Happiness in intelligent people is the rarest thing I know.
Ernest Hemingway
18 million for someone that was NEVER Charged?!
Yup, no political motivation, move along citizen.
There have been other cases of people interviewed remotely. It seems unusual that Sweden would not follow their regular procedure with him.Sweden has previously tried others in absentia. By international law, he has been "charged" with the crime (by the nature of the Interpol Warrant for Arrest Sweden has issued).

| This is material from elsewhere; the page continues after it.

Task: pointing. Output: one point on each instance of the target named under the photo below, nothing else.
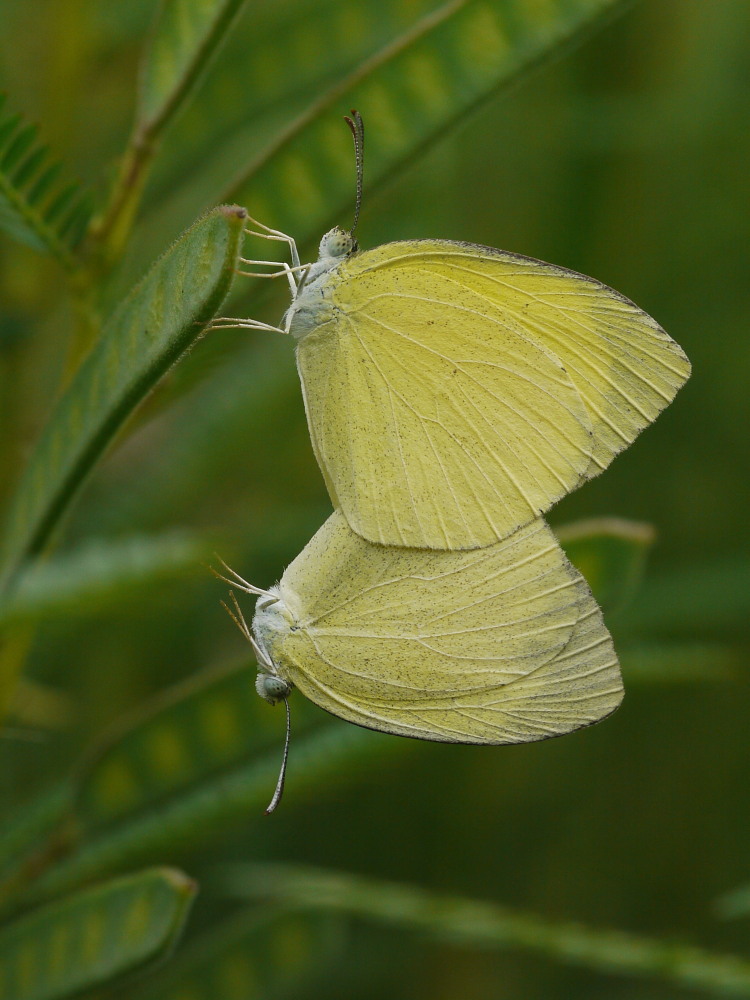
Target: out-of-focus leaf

By US standards, he was charged, then dismissed of the crime, and is now being tried a second time for the same crime. Almost nowhere else in the world has the strict double jeopardy laws the US has, but if we apply US standards, the charges and process are invalid many times over for many different reasons.
Learn to love Alaska
Assuming they even bother with the formality of extradition.
Remember, Sweden (like other European countries) has a record of just handing over foreign suspects to the CIA for torture.

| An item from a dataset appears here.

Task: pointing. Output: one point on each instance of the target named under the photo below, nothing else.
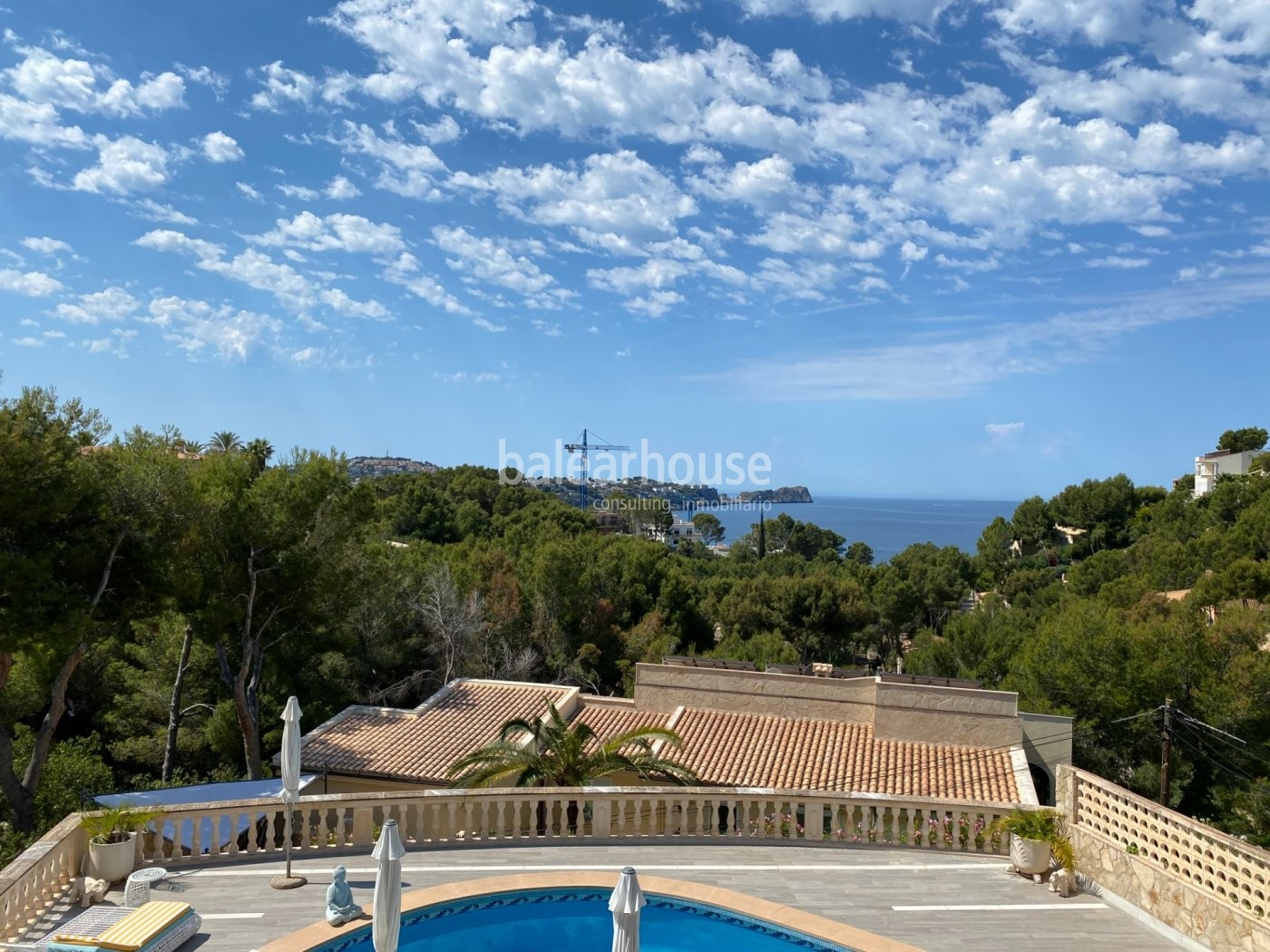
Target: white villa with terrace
(885, 735)
(856, 809)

The police took them to Bromma airport in Stockholm, and then stood aside as masked alleged CIA operatives cut their clothes from their bodies, inserted drugged suppositories in their anuses, and dressed them in diapers and overalls, handcuffed and chained them and put them on an executive jet with American registration N379P.
I don't think any extradition lawyers were present.
https://en.wikipedia.org/wiki/...
Double jeopardy is about being tried and found innocent by the court, and then being tried again for the same crime. It says nothing about being arrested/charged, then released, then being re-arrested/re-charged, as the outcome of the charge was never decided by a court. A judge may optionally dismiss a case with prejudice, meaning it cannot be brought back before the courts unamended.
Compare the extradition treaties between the UK & the US & between Sweden & the US.
OK. Sweden has just handed us people without proper process before. Has the UK?
"You're right," Fisheye says. "I should have set it on 'whip' or 'chop.'"
"Much like Kim Philby and others"
Oh well done, slipped that in nicely.
Snowden's a fooking hero, revealing massive law breaking and an out of control UStasi that threatens the very basis of the democracy. Every US candidate has a file on them in Alexanders database, because a fooking General decided that he was bigger than his country and it leaders.
He shouldn't have to learn Russian, he should simply retire in the US protected by whistleblower legislation. Because he isn't, we know the US isn't free from military control and those Presidential leaders are more puppets than leaders.
still considered the world's fairest justice systems
How anybody could describe the US justice system as justice, let alone fair, escapes me.